El blog presente nada en la extrema libertad que resulta evidente al notar lo inmensamente flexible que es la reflexión y el trabajo literario. Admitamos de antemano que el autor no dedica un tiempo extremo al proceso técnico de impartir letras con rigor, y que más bien asume el discurso como una manera de pensar, precaria y limitada, digna en cierto modo del medio funesto e inmediato en que la misma se proyecta. Son gustos de simetría damas y caballeros, la idea primitiva de que a cada tarea le corresponde una herramienta, la del bricoleur.

Sin duda la misma flexibilidad oculta las barreras netos de lo que se puede concebir como un límite literario. Podemos escribir un cuento humorístico como un drama histórico ¿qué nos detiene? Toda pretensa de proporción y correspondencia que la idea de una “caja de herramientas de estilo literario” puede implicar, puede ser abolida si el método se justifica. En el lenguaje muchas cosas sobran, hay espacio de maniobra. Me caso con la idea de proporción por snobismo y un poco por pereza, es evidente que en las letras el potencial da para mucho más.

Y esta plática que se centra en estilos o propósitos depende en realidad del tipo de lector que uno asume. Hay maneras de forzar un género dentro de otro, partiendo de la suposición desalentante que un eventual lector lo acepte. Esa condición impenetrable durante el tiempo y capaz de refutar cualquier universalidad es inmensamente real, cualquier editor entiende que se pueden llenar librerías con libros que nunca tendrán éxito, independientemente de cuan satisfactoria sea la proeza técnica de aquellos. La pregunta sobre la parcialidad del lector futuro (¿cuál es el lector?) es indispensable para el sobrevivir inmediato de las letras. Quienes creemos en la trascendencia del arte, podemos conceder que la vida del mismo se luche día a día en un riesgo constante de final. Después de todo, la raza humana fue casi de la extinción en su momento. Nada está jugado.

Decíamos pues, del punto de vista estrictamente técnico, soy de los amantes de la proporción y la regla, esos que construyen pensando en la mejor manera de construir, ensoñados en que el concepto de “ser mejor” tiene validez. Más por intuición o por experiencia que por una letanía de valores morales que así lo exijan, tal vez justificar el asunto sea incurrir en un error ridículo. ¿Para qué justificaríamos que un método o el arte mismo son sin justificación? Existen argumentos que es mejor evitar para ahorrarse su frágil circularidad. Creo en la proporción y en la muerte, aquí vamos a lo que se revela: el medio de subsistencia. La teoría literaria que logrará que dentro de dos generaciones aún se lean libros, y que aquellos logren reflejar lo que la literatura de hoy expresa en uno (o algo análogo). ¿Y qué?
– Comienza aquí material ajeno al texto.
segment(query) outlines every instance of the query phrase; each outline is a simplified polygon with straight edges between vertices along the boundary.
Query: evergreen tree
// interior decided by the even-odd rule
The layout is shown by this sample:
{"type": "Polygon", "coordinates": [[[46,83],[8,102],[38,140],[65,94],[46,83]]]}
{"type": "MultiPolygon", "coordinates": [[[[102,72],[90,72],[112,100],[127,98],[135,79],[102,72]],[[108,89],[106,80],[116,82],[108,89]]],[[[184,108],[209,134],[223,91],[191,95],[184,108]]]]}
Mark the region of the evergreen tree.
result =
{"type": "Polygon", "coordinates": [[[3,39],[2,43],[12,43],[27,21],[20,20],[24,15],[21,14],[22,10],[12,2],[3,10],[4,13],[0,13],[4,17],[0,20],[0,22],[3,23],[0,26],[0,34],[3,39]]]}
La literatura es algo vivo y la proeza técnica de cualquier estilista es poco para esta dimensión siempre actual. Cualquier pensamiento e idea caduca. Entiendo esto y aventuro de todos modos el método que acaso corresponderá a oídos sordos.
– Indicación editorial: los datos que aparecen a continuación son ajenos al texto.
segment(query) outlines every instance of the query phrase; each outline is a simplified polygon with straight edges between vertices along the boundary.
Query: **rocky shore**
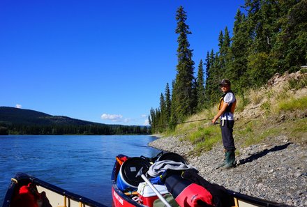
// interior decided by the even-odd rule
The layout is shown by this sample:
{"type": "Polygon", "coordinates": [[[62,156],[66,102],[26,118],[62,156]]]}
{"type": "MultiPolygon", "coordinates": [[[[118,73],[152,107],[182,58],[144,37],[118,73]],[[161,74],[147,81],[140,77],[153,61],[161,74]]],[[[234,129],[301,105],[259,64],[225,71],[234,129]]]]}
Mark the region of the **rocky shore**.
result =
{"type": "Polygon", "coordinates": [[[267,138],[261,144],[237,147],[237,167],[216,169],[224,158],[221,146],[200,156],[189,155],[193,146],[180,137],[159,138],[149,146],[184,156],[211,183],[243,194],[294,206],[307,206],[307,146],[287,137],[267,138]]]}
La forma corta es la primera llave. Existen nombres diversos que no se corresponden forzosamente: leyenda, cuento, short story o nouvelle. Lo explícito de las tradiciones y los términos es irrelevante, como de costumbre. Me proyecto en una dimensión vuelta irrelevante en el siglo pasado: el éxito y la supervivencia de un texto poco dependían de su longitud, dentro de un rango bastante amplio. No obstante, la invención del lector común y corriente es posterior a la imprenta, lo que quiere decir que internet y la desmaterialización de la lectura son la primera gran revolución del libro que es seguida por los incansables ojos de lectores incontables. Cada año nacen nuevos hombres que no leerán como nadie del siglo XX leyó, esto no es licencia poética, es una realidad objetiva. El espacio de lectura está cambiando, la densidad y la especificidad que cada idioma juega parte diferente en la asimilación de los textos, mas en general nuestra atención gira hacia lo específico y lo compacto. Hasta aquí la tésis que acaso requiere una fuerte justificación, luego eligiré como atacarla adecuadamente para ilustrar su fragilidad, por el momento solo quiero presentarla y exacerbar la dimesión técnica que me interesa.

Si uno admite que el estilo no ha muerto aún, y que prevalecerá entre la infinita nube de discursos que plagan nuestro universo ¿por qué no elegir una estrategia de supervivencia que se imponga por el estilo? Estudiar, profundizar y comprender los nuevos tipos de forma corta serían un instante crítico en el que los productores mantienen esta ilusión de valía, renovando su propia ficción por la mirada crítica. Pienso que en ello puede jugarse el único futuro que nos queda a los escritores. Por fortuna o desgracia (como siempre ¿no?) es una apuesta sin seguridades.